Buat apa berbagi? Keluarga bukan, tetangga jauh, apalagi teman. Kita yang bekerja setengah mati, kenapa hasilnya harus berbagi dengan orang lain?

Mungkin pertanyaan ini pernah ada dalam diri kita. Lantas, bagaimana pandangan agama Konghucu tentang hal ini?

Nabi Kongzi bersabda, "Seorang yang berperi cinta kasih ingin dapat tegak, maka berusaha agar orang lain pun tegak; ia ingin maju, maka berusaha agar orang lain pun maju" (Lunyu VI, 30).

Agama Konghucu tidak mementingkan diri sendiri, tapi ikut membantu saudara-saudara yang membutuhkan. Walaupun hanya "ingin" sudah memikirkan dan mengajak saudara ikut bersama. Umat Konghucu tidak menunggu mapan, baru membantu. Kalau sampai mapan, kapan tercapainya? 

Harta dikejar tidak akan selesai, mapan belum didapat, ajal sudah menjemput. Sehingga, berbuat kebajikan di dunia ini, meski mungkin minim, adalah bekal untuk kehidupan nanti.

Kenapa harus membantu orang? Kita tidak bisa hidup bahagia kalau orang lain menderita. Kita tidak bisa menikmati kekayaan kita, kalau saudara kita miskin. Contoh,  bayangkan kalau kita sendiri yang kaya, punya mobil, bisa makan enak di restoran. Tiba-tiba, ada tetangga kita yang miskin sedang sakit dan membutuhkan bantuan mobil kita untuk di antar ke rumah sakit, sedangkan kita sedang menikmati makan malam bersama keluarga di restoran. Tentu, kita bantu dengan segera walaupun acara makan malam ditunda. Coba, kalau semua saudara dan tetangga kita kaya semua, orang-orang tidak butuh mobil kita, bahkan mungkin mobil mereka juga lebih bagus. Kita bisa menikmati acara makan malam bersama dengan tenang.
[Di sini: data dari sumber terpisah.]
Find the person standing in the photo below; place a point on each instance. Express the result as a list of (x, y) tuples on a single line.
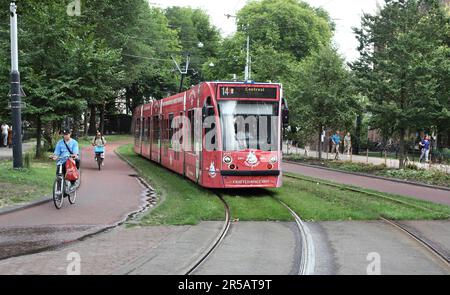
[(336, 141), (4, 133), (425, 144), (347, 143)]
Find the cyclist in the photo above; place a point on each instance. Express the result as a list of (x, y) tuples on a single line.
[(66, 148), (99, 144)]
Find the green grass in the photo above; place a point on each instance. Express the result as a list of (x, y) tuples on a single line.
[(185, 202), (19, 186)]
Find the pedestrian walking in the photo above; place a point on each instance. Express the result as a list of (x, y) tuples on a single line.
[(336, 141), (10, 137), (4, 134), (347, 143), (425, 144)]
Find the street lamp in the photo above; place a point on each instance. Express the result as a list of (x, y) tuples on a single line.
[(16, 103)]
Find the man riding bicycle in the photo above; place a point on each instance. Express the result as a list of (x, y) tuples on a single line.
[(66, 148), (99, 143)]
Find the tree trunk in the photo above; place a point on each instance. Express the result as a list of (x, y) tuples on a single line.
[(92, 122), (402, 149), (102, 119), (319, 146), (38, 137)]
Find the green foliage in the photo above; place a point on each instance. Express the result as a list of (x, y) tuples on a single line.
[(322, 97), (406, 77)]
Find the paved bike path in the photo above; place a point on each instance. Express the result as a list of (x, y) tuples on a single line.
[(386, 186), (105, 198)]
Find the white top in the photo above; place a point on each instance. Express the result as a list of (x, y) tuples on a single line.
[(5, 128)]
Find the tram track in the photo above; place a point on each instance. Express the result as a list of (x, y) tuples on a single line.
[(217, 241), (442, 257), (308, 255)]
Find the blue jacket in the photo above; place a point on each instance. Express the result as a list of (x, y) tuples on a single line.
[(336, 139), (62, 151)]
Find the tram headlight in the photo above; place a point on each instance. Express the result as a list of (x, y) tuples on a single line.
[(227, 159)]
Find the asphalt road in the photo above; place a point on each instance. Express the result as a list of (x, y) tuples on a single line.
[(386, 186), (104, 199)]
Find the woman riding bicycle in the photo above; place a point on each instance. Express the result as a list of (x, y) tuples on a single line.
[(99, 143), (66, 148)]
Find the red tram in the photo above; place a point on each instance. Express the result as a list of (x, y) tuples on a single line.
[(217, 134)]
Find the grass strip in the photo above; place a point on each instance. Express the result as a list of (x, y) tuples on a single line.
[(320, 201), (185, 203)]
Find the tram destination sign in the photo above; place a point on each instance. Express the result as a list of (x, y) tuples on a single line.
[(248, 92)]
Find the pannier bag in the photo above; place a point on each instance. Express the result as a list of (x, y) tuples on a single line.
[(72, 173)]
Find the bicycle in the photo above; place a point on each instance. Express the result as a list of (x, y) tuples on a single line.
[(99, 155), (63, 188)]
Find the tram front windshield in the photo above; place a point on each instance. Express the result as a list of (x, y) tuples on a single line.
[(249, 125)]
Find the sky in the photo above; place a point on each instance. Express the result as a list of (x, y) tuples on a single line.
[(345, 13)]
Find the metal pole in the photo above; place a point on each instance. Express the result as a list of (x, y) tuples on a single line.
[(16, 103), (247, 65), (184, 72)]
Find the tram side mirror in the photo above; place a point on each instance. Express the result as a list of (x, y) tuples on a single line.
[(207, 111), (284, 113)]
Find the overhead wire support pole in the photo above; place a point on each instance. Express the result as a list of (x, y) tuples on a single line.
[(16, 103), (183, 73)]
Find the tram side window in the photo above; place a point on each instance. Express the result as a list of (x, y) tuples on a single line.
[(210, 126)]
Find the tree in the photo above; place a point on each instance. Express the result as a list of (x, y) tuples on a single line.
[(282, 33), (399, 70), (198, 37), (323, 96)]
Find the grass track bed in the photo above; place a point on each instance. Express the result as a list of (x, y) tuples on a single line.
[(314, 200)]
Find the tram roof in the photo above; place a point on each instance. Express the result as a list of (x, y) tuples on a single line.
[(251, 82)]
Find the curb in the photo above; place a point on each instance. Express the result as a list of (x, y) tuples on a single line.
[(372, 176), (14, 208)]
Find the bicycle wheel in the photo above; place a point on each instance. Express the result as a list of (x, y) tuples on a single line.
[(58, 193)]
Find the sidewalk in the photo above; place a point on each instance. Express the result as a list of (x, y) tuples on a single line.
[(6, 153), (391, 163)]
Wei De Dong Tian, begitulah salam dalam agama Konghucu, yang artinya hanya kebajikanlah Tian berkenan. Umat Konghucu mengimani hanya kebajikan itulah tujuan hidup kita didunia ini. Tugas kita untuk menjalankan kebajikan kepada umat manusia tanpa melihat siapa dia. Ini seperti sabda Nabi Kongzi, "Di empat penjuru lautan kita semua bersaudara" (Lunyu XII, 5).

Umat Konghucu memandang umat agama lain itu saudara. Seperti matahari menyinari dunia ini tanpa melihat siapa orang yang akan disinari. Umat Konghucu akan berbuat kebajikan buat umat di dunia yang membutuhkannya.

Berbuat kebajikanlah di dunia ini, agar dunia bertambah indah. Seperti yang disabdakan Nabi Kongzi, "Patuh akan mendapat pahala, melawan akan binasa" (Mengzi IVA, 7).

Dari ketan dibuat wajik. Dikasih santan dan gula. Kita harus berbuat Bajik. Agar hidup banyak pahala.